In one moment more than half a century of cumulative living condenses into a heartbeat. There is no separation despite the space. Two humans, yards of skin, miles of intestine, feet of clay, a neural net as wide as two lives cast upon the spirit of the times. No need to even touch, though touching it is. Parity and intensity, serendipity and certainty, fear and elation, cellular rejuvenation, something shed and something borne, two things, now one, then something more. A vast divining sigh that constellates the sky, a moment spanning the entire breadth of time. You then I.
Sometimes her hands are mine, inhabiting my tendons to move my flesh with tenderness. I marvel as they manipulate my skin, gliding with such unbeknownst elegance. I never yet possessed such delicacy, such intimate efficacy. Her voice in my mind, such divine intervention, rendered in exquisitely fine detail, beckons and cajoles, rolls and ravishes my whole body. This bloody sack of hopes has sat, doped and somnolent, so long that corpuscles had withered to deprive my spirit of its life. Now, sometimes, her hands are mine, they sense things I could never find, and touch with blind, unexpurgated fervour.

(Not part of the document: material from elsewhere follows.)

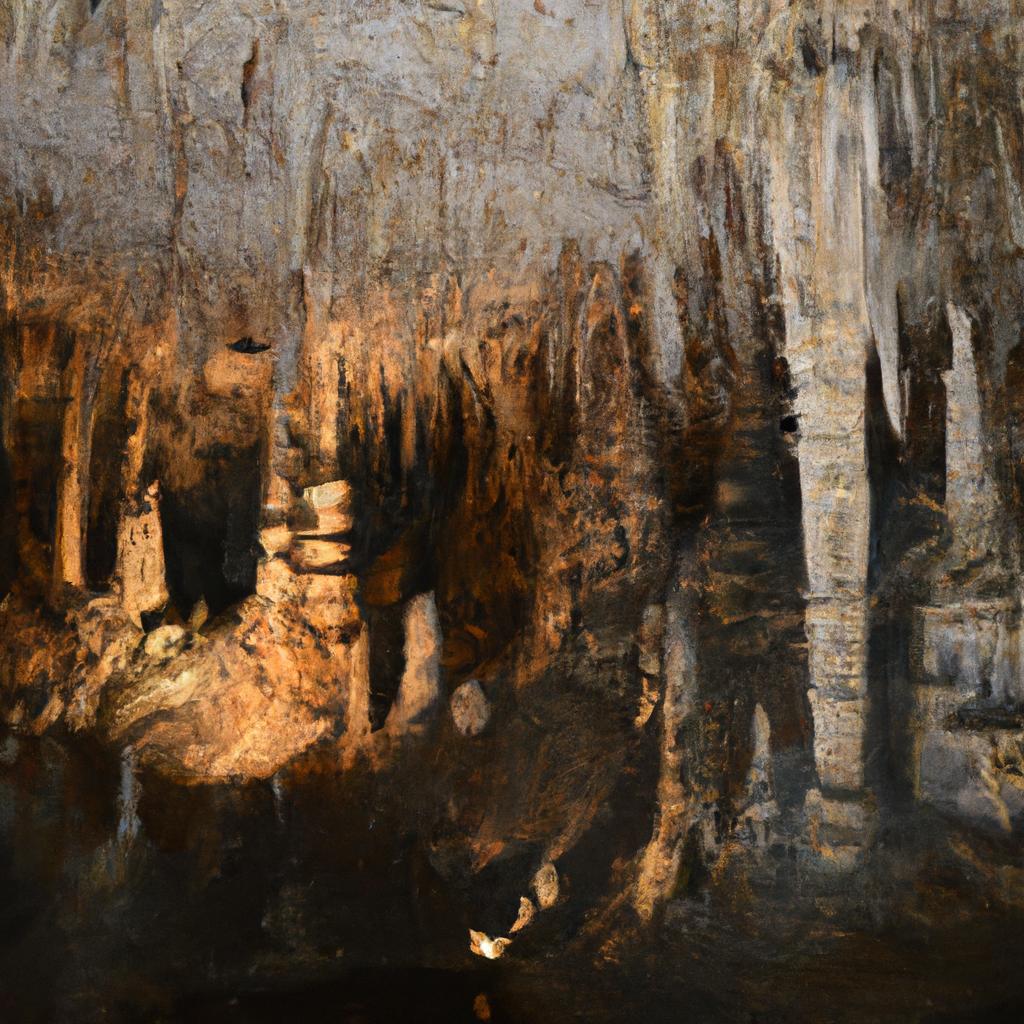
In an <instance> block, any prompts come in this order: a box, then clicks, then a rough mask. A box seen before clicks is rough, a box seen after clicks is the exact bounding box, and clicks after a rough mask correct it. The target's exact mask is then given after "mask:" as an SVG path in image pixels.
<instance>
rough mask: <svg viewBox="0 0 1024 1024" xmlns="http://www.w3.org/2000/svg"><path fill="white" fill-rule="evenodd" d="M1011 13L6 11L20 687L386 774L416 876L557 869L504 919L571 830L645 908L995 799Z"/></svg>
mask: <svg viewBox="0 0 1024 1024" xmlns="http://www.w3.org/2000/svg"><path fill="white" fill-rule="evenodd" d="M1022 46H1024V9H1022V8H1021V5H1020V3H1018V2H1017V0H978V2H975V3H955V2H952V0H948V2H947V0H927V2H926V0H898V2H892V3H872V2H864V0H828V2H826V3H811V2H809V0H795V2H782V0H708V2H702V3H699V4H694V3H683V2H663V0H608V2H606V3H591V2H588V0H545V2H544V3H541V2H532V0H503V2H501V3H469V2H465V3H464V2H462V0H452V2H444V3H435V2H427V0H367V2H360V3H340V2H337V0H294V2H290V3H287V4H280V3H273V2H269V0H230V2H228V0H203V2H201V0H160V2H157V3H126V2H120V0H105V2H102V3H98V4H96V3H87V2H85V0H46V2H38V0H0V139H2V140H3V144H0V368H2V390H0V442H2V451H0V503H2V512H0V592H2V594H4V595H6V596H4V598H3V604H2V605H0V708H2V712H3V716H4V719H5V721H6V722H7V723H8V724H9V725H10V726H12V727H14V728H16V729H19V730H23V731H26V732H33V733H38V734H42V733H47V732H54V731H59V730H61V729H65V730H68V731H69V732H71V733H75V732H79V733H88V734H90V735H93V734H94V735H95V736H98V737H99V738H100V739H101V741H102V742H104V743H106V744H108V745H111V746H113V748H116V749H123V748H127V746H130V748H131V750H132V758H133V761H132V764H133V765H137V766H138V767H139V770H151V769H152V770H156V771H158V772H160V773H163V774H165V775H168V776H170V777H172V778H174V779H176V780H178V781H187V782H190V783H201V782H214V781H217V782H222V781H225V780H231V781H241V780H246V779H265V778H270V777H271V776H274V777H278V773H280V772H282V771H283V770H287V769H296V766H297V765H299V764H300V763H301V764H302V765H304V766H306V767H308V766H309V765H310V764H312V763H315V765H316V768H317V770H324V771H326V772H328V773H329V774H330V773H338V774H340V775H344V774H345V773H346V772H351V771H355V770H356V769H358V770H364V769H366V770H369V771H372V772H388V771H392V770H394V771H399V770H409V771H410V773H411V777H414V778H416V779H417V780H418V781H417V784H418V785H422V786H424V787H425V788H429V796H427V795H426V794H424V795H423V800H422V802H421V803H422V805H423V806H424V807H427V808H429V809H430V813H432V814H434V816H435V818H436V820H434V821H432V822H431V829H432V830H431V829H426V831H428V833H429V834H430V835H431V836H437V837H440V838H438V839H437V840H436V842H435V843H433V845H432V846H431V847H430V854H429V856H430V857H431V858H433V859H432V860H431V863H436V864H440V865H441V867H438V870H444V871H451V872H452V874H453V876H454V874H457V873H458V872H459V871H464V872H465V873H466V874H468V876H473V877H476V876H477V874H479V873H480V872H484V873H485V872H486V871H487V870H489V869H490V868H494V869H495V870H498V866H496V865H499V866H500V865H502V864H504V863H507V862H510V861H514V862H515V864H516V865H517V867H516V870H519V871H520V873H522V872H525V873H523V874H522V878H523V880H525V881H523V882H522V886H521V888H522V891H521V892H517V893H515V894H513V895H514V896H515V897H516V898H523V899H527V900H528V895H527V888H526V887H527V883H528V881H529V879H530V878H534V877H535V874H536V872H538V871H543V872H544V873H543V880H542V882H543V885H542V882H538V883H537V886H538V887H540V888H538V889H537V892H536V896H537V898H538V900H539V905H540V908H541V910H540V911H538V923H536V924H535V923H534V922H532V919H530V924H529V929H527V928H526V926H525V925H523V926H522V927H521V928H520V929H519V930H518V931H517V933H516V934H517V938H516V943H517V945H519V944H521V943H524V942H525V941H526V940H525V936H526V935H528V934H530V931H529V930H531V929H535V927H536V928H543V925H542V924H540V923H541V922H543V921H544V914H545V913H547V912H548V911H549V910H552V909H554V908H555V907H556V906H557V905H560V904H561V902H562V897H561V896H559V895H558V892H559V890H558V887H557V879H558V877H559V874H558V871H557V870H556V868H557V867H558V861H559V858H561V857H563V856H564V857H571V856H572V852H573V851H574V850H577V849H578V847H579V845H580V844H581V843H592V844H593V845H595V846H599V847H601V849H602V850H606V851H607V859H608V861H609V863H612V864H614V865H615V866H614V868H613V869H612V868H609V869H608V871H607V872H605V874H603V876H602V879H603V880H604V881H603V882H602V885H605V884H606V885H608V886H611V887H613V888H616V891H617V892H620V893H626V894H629V898H628V900H627V901H626V902H628V903H629V904H630V905H632V906H633V907H635V908H636V909H637V910H638V911H639V914H640V919H641V920H651V918H652V915H653V913H654V911H655V909H656V908H657V907H658V906H659V905H660V904H662V902H663V901H664V900H666V899H668V898H670V897H671V896H672V895H673V894H674V893H678V892H679V891H680V886H682V883H681V882H680V879H681V878H682V876H683V874H685V876H686V878H691V877H692V878H696V877H698V872H696V873H694V872H693V871H691V870H690V867H691V866H692V864H691V862H692V861H693V858H694V857H695V856H697V855H698V854H699V856H701V857H705V858H706V859H707V860H708V861H709V862H711V861H715V863H717V864H719V865H720V867H721V870H722V871H723V872H724V871H726V866H725V865H727V864H728V862H729V858H730V857H731V856H732V851H733V850H734V849H735V848H738V847H743V849H746V847H748V846H750V847H757V849H758V850H760V849H761V848H762V847H765V846H770V845H771V843H772V842H773V840H772V839H771V837H772V836H775V835H778V836H784V837H785V842H786V843H788V844H790V847H788V849H796V848H797V846H800V849H801V850H803V851H804V852H806V853H807V855H808V857H811V858H812V859H813V858H815V857H816V858H818V859H819V860H822V861H824V862H826V863H827V864H829V865H833V866H836V865H840V866H842V867H843V868H844V869H846V868H850V869H854V868H856V867H857V866H858V865H859V864H862V862H863V858H864V856H865V854H867V853H868V852H869V851H870V849H871V843H872V837H873V836H874V835H876V831H877V825H878V823H879V822H878V819H879V817H880V816H882V817H885V816H886V815H888V814H897V812H898V809H900V808H902V807H904V806H906V804H907V803H908V802H913V801H914V800H916V801H919V802H921V803H926V804H935V805H938V806H940V808H941V809H942V811H943V813H947V814H950V815H952V816H953V817H954V818H956V819H958V820H959V821H961V822H962V823H964V824H965V825H966V826H967V827H980V828H991V829H994V830H995V831H1004V833H1007V831H1009V833H1010V834H1011V835H1017V834H1019V830H1020V828H1021V827H1022V825H1024V819H1022V815H1024V804H1022V802H1021V800H1020V799H1019V792H1020V791H1019V785H1018V781H1019V775H1020V771H1019V758H1018V754H1019V750H1020V744H1021V741H1022V740H1024V734H1022V721H1024V720H1022V718H1021V706H1022V701H1024V691H1022V689H1021V685H1020V682H1019V680H1020V673H1021V668H1022V666H1021V656H1022V655H1021V645H1022V643H1024V640H1022V631H1021V586H1020V568H1021V565H1020V555H1021V546H1020V542H1021V532H1022V528H1024V514H1022V508H1024V505H1022V501H1021V497H1022V496H1021V487H1022V486H1024V470H1022V468H1021V467H1022V465H1024V462H1022V460H1024V444H1022V440H1021V438H1022V437H1024V398H1022V397H1021V395H1024V378H1022V374H1024V346H1022V345H1021V338H1022V337H1024V327H1022V325H1024V319H1022V315H1024V314H1022V310H1024V263H1022V257H1024V205H1022V199H1021V190H1022V187H1024V185H1022V180H1021V168H1022V166H1024V120H1022V115H1021V111H1022V110H1024V96H1022V92H1021V82H1022V81H1024V76H1022V71H1024V68H1022V53H1024V51H1022ZM154 481H159V485H157V484H155V483H154ZM484 694H486V696H484ZM445 708H447V709H449V710H450V711H451V715H452V718H453V720H454V725H455V730H454V731H453V729H452V728H451V727H447V728H445V727H443V725H444V717H443V714H442V712H443V710H444V709H445ZM467 737H472V739H473V741H472V742H466V738H467ZM407 740H408V741H407ZM411 766H412V768H411ZM296 770H297V769H296ZM751 778H756V779H757V780H758V786H760V788H759V794H760V795H759V796H758V797H757V798H756V799H754V798H752V796H751V783H750V780H751ZM426 779H429V783H428V782H427V781H425V780H426ZM769 779H770V790H771V793H770V795H769V794H768V793H767V792H766V793H760V791H761V790H765V788H766V787H767V786H768V780H769ZM631 787H633V788H631ZM399 788H400V786H399ZM402 796H404V795H403V794H402V795H399V794H396V796H395V800H396V801H397V800H399V799H401V797H402ZM755 806H756V807H757V808H760V809H759V810H758V811H757V813H755V812H754V811H751V810H750V809H751V808H752V807H755ZM744 810H746V811H750V813H749V814H748V815H746V816H748V818H750V819H751V820H755V819H756V823H757V829H756V833H757V837H758V839H757V842H756V843H753V842H752V843H749V844H745V845H744V843H745V841H744V840H743V839H742V836H740V834H739V829H740V825H739V824H738V823H737V822H740V821H741V820H742V812H743V811H744ZM426 813H427V812H426V811H424V814H426ZM899 813H902V812H901V811H899ZM615 815H620V818H615ZM609 816H610V817H609ZM622 816H625V818H627V819H628V820H629V821H630V822H631V825H630V827H628V828H618V827H617V826H616V825H613V824H609V823H608V822H609V821H621V819H622ZM769 819H770V820H769ZM776 819H777V821H776ZM766 824H767V825H769V826H770V827H768V828H767V830H766V828H765V827H764V826H765V825H766ZM776 825H777V828H776ZM601 828H606V829H607V830H608V833H609V835H612V836H613V837H614V842H611V841H609V842H607V843H604V842H598V841H595V840H594V839H593V836H594V834H595V833H594V830H595V829H597V830H598V833H600V829H601ZM600 835H604V834H600ZM766 837H767V838H766ZM778 842H779V843H781V842H782V840H781V839H779V840H778ZM616 843H617V844H618V845H616ZM737 844H738V846H737ZM794 844H796V845H797V846H794ZM585 848H586V849H590V848H591V847H585ZM698 848H699V849H698ZM694 850H698V854H695V853H694V852H693V851H694ZM776 852H777V851H776ZM752 856H754V854H752ZM516 858H521V860H517V859H516ZM688 865H690V866H688ZM549 868H550V871H549ZM551 871H554V872H555V874H554V879H555V882H553V883H552V882H551ZM481 877H483V876H482V874H481ZM536 877H537V878H541V876H540V874H537V876H536ZM609 880H610V881H609ZM552 886H554V889H552ZM682 888H684V889H685V886H682ZM616 905H620V904H616ZM511 906H512V909H511V911H509V912H507V913H506V909H507V908H504V909H503V911H502V914H498V913H497V911H496V923H495V924H494V926H492V925H489V924H487V925H486V926H485V927H488V928H492V929H493V931H494V932H495V934H498V931H497V930H498V929H506V930H507V929H508V928H509V923H510V921H511V920H515V906H516V903H515V900H514V899H513V900H512V904H511ZM530 906H532V903H530ZM506 918H508V919H509V920H505V919H506ZM520 933H521V934H522V936H523V938H520V937H519V936H520ZM479 934H480V935H483V936H484V938H486V933H483V932H481V933H479ZM474 941H475V940H474ZM481 941H482V940H481ZM487 941H488V942H489V941H490V940H489V939H488V940H487ZM501 941H505V940H501ZM477 945H479V942H478V943H477Z"/></svg>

I took up my chisel and spent decades learning to sculpt. I watched masters and amateurs, stopped and started, erred and marvelled, sometimes channeling the divine and sometimes chipping it astray. Often, I would simply look at the flecks of my efforts strewn to the ground. Often, I would cry for these scrapped carvings, wondering if my work would ever be done, my mind’s eye always in defiance. One day I showed you my labours, not exactly satisfied but contented by my efforts. ‘I love what you are making,’ you said, ‘but I really love what it’s made from.’

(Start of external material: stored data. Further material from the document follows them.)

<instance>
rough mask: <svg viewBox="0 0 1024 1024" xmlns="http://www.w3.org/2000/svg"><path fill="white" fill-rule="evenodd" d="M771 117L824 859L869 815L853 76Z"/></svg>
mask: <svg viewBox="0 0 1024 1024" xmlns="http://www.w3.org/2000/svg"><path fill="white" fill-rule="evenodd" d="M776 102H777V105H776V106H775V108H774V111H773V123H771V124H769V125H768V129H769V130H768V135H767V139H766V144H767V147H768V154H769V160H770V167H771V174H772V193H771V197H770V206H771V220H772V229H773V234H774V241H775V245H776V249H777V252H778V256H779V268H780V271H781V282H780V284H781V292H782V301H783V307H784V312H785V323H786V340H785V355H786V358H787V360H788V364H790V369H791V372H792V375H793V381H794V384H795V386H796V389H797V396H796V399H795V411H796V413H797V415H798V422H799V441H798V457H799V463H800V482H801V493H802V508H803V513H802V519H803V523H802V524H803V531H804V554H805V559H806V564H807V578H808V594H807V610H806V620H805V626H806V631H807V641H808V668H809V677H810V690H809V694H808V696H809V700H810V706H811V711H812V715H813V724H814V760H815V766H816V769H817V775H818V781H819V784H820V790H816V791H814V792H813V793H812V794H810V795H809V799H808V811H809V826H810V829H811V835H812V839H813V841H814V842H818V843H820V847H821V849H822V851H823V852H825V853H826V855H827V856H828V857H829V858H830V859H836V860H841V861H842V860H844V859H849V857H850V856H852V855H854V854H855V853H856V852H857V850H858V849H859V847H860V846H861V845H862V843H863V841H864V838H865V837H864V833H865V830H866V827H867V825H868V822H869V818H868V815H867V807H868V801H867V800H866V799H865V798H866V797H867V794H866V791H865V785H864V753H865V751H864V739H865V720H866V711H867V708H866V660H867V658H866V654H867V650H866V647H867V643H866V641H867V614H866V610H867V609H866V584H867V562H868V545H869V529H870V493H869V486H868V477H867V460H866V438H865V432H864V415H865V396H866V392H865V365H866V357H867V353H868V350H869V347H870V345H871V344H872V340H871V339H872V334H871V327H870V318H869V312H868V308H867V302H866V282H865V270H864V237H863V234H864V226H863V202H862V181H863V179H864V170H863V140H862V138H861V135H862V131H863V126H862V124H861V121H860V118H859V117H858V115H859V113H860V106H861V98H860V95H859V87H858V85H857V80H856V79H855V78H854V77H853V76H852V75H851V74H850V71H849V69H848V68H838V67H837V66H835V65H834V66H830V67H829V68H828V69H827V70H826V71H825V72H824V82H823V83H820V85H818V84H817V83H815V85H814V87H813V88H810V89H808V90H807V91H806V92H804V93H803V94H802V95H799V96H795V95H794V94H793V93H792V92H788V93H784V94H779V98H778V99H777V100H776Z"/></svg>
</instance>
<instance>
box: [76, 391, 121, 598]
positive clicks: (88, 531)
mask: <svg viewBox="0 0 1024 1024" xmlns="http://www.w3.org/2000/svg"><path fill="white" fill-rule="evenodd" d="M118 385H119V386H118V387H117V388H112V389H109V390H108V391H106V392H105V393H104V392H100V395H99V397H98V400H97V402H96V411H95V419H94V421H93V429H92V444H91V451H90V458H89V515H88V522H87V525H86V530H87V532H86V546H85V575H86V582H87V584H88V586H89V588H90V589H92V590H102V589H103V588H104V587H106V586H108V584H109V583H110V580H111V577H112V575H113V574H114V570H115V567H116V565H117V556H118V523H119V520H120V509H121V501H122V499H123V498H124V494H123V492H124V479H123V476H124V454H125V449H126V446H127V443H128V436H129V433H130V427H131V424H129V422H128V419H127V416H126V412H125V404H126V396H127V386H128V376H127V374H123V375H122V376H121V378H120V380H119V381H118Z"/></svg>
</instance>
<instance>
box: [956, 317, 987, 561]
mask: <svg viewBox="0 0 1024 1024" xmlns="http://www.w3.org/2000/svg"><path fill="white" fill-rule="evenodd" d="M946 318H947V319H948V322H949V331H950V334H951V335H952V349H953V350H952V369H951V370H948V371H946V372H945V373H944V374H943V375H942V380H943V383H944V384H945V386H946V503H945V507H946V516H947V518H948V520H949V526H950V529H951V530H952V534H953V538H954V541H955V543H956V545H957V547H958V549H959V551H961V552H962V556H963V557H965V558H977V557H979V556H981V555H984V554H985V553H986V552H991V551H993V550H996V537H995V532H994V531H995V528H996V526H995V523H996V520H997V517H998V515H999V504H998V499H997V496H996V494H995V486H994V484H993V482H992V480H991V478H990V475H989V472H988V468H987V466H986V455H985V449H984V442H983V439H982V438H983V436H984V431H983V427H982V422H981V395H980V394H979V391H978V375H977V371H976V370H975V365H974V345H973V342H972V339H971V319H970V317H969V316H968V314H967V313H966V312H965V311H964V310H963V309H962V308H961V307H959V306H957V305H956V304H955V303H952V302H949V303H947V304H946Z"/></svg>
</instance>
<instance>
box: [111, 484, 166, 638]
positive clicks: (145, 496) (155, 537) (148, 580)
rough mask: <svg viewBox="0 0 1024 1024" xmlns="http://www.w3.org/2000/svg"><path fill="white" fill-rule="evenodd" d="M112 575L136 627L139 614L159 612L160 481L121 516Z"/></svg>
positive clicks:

Love is rubbing your lover’s feet after the shitty day you’ve had. Love is saying fuck off and meaning it, knowing it means nothing. Love is pimples and concealer, ravishing boredom and humdrum thrills. Love is accepting the smells, ignoring the implications. Passive, aggressive, slovenly, exacting, love is human and fallible, gross and divine. A trust fall in a bottomless pit, love is the knowledge you may never be caught before the bottom is hit. Love is invisible, immutable, transient and staid. Love is acceptance and longing and that being said, let me just say, I love you, instead.
Carnival lights break the night open like geologists smashing geodes while fireworks scream against the skyline, exploding with purpose. I can feel the neon and sulphur settling on my skin, battling particles of deep-fry, grease, and humanity. Dana looks into my eyes and runs her hand down my flank, smiling from that hidden place she keeps. A streetlight corona blooms behind her back, shading her in an ikon’s light. Divine, a thin thread of fairy floss still clings to her lip, an innocent corner vestige of gossamer pink filament. I put my tongue there and feel its dissolution.